The 2020 elections could have an impact on your personal finances. Here is how


On November 3, the United States will hold an election to determine whether former Vice President Joe Biden or President Donald Trump will hold the highest office in the country for the next four years. It will also determine the composition of the US House of Representatives and the US Senate.

The result could shape many aspects of American life and profoundly affect your personal finances. Here is how.

1. Minimum wage could change

If he is elected president, Joe Biden has promised to raise the state minimum wage and promises to hit it up to $ 15 an hour from the current $ 7.25 an hour. If the minimum wage goes up, millions of workers could get a raise. Indeed, if the minimum wage increases, it is likely that companies will have to raise the salaries of many other workers as well.

While this is good news, some economists, as well as the Congressional Budget Office, warn that jobs could be lost if the minimum wage is raised. Given a higher minimum, companies could automate more or make other changes to reduce labor costs.

2. The stock market could rise (or fall)

The choice can affect the stock market in many ways, especially in the short term. For example, when Trump was elected, the market rose amid widespread belief that he would become a pro-business president.

However, should Biden hold high office, he has pledged to raise the capital gains tax rate, the affordable tax rate that investors pay on long-term investments. If investors think it will pull through, there could be a big sell-off ahead of the opening day as investors take profits at the lower tax rate.

3. Interest rates could change

The Federal Reserve controls the benchmark interest rate, which in turn affects the interest rate borrowers pay on mortgages, personal loans, and other debts. The Fed could make interest rate changes based on its perception of the president’s economic policy.

If the Federal Reserve believes that new economic policies could usher in economic growth, it could raise interest rates slightly to keep that growth under control. On the other hand, with interest rates currently close to 0%, the Fed is unlikely to cut rates – regardless of the president’s policies – as it wants to avoid pushing rates into negative territory.

Since interest rates are more likely to go up than down, if you expect to need a loan soon, consider getting a mortgage, refinance loan, or personal loan before choosing.

4. Your health care costs can vary

Biden has indicated support for a public option that will allow more Americans to purchase Medicare coverage. He also wants to expand the Affordable Care Act. President Trump and Republicans still seem more interested in ditching Obamacare in favor of other solutions.

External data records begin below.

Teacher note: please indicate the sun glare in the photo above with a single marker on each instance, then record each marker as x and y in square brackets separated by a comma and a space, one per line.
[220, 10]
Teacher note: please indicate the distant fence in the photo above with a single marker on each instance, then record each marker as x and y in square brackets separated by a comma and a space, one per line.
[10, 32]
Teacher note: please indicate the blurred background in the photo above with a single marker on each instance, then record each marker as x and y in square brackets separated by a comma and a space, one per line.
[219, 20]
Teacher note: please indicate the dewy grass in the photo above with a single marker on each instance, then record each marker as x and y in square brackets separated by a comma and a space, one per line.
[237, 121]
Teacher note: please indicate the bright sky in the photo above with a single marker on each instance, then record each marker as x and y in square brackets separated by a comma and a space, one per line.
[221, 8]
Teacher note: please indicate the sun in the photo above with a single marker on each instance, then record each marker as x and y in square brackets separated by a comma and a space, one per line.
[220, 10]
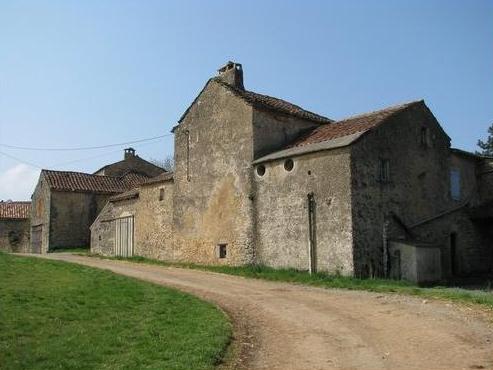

You may find that your healthcare costs change dramatically when there are new options in the insurance market or other important changes.

5. You could pay more (or less) taxes

Biden has announced plans to raise taxes for the rich, but not for those who earn less than $ 400,000 a year. And the Democrats plan to lift the cap on state and local tax deductions that the GOP has included in its signature tax legislation. If you’ve lost part of your deduction, you could get it back when Biden takes office.

Trump, on the other hand, has signaled an ongoing desire to cut taxes, including lowering or abolishing the payroll tax. This could mean more money in your paycheck, but it puts Social Security’s dedicated source of funding at risk.

Will the 2020 election affect your finances?

It is possible to make educated guesses how the choice might affect your financial situation, but no one knows exactly what will happen. The best way to be prepared is to follow solid financial principles that will serve you well in all circumstances. Minimize the debt and make sure that you borrow at the lowest interest rate. Develop a solid investment strategy and maintain an emergency fund to help you through tough times.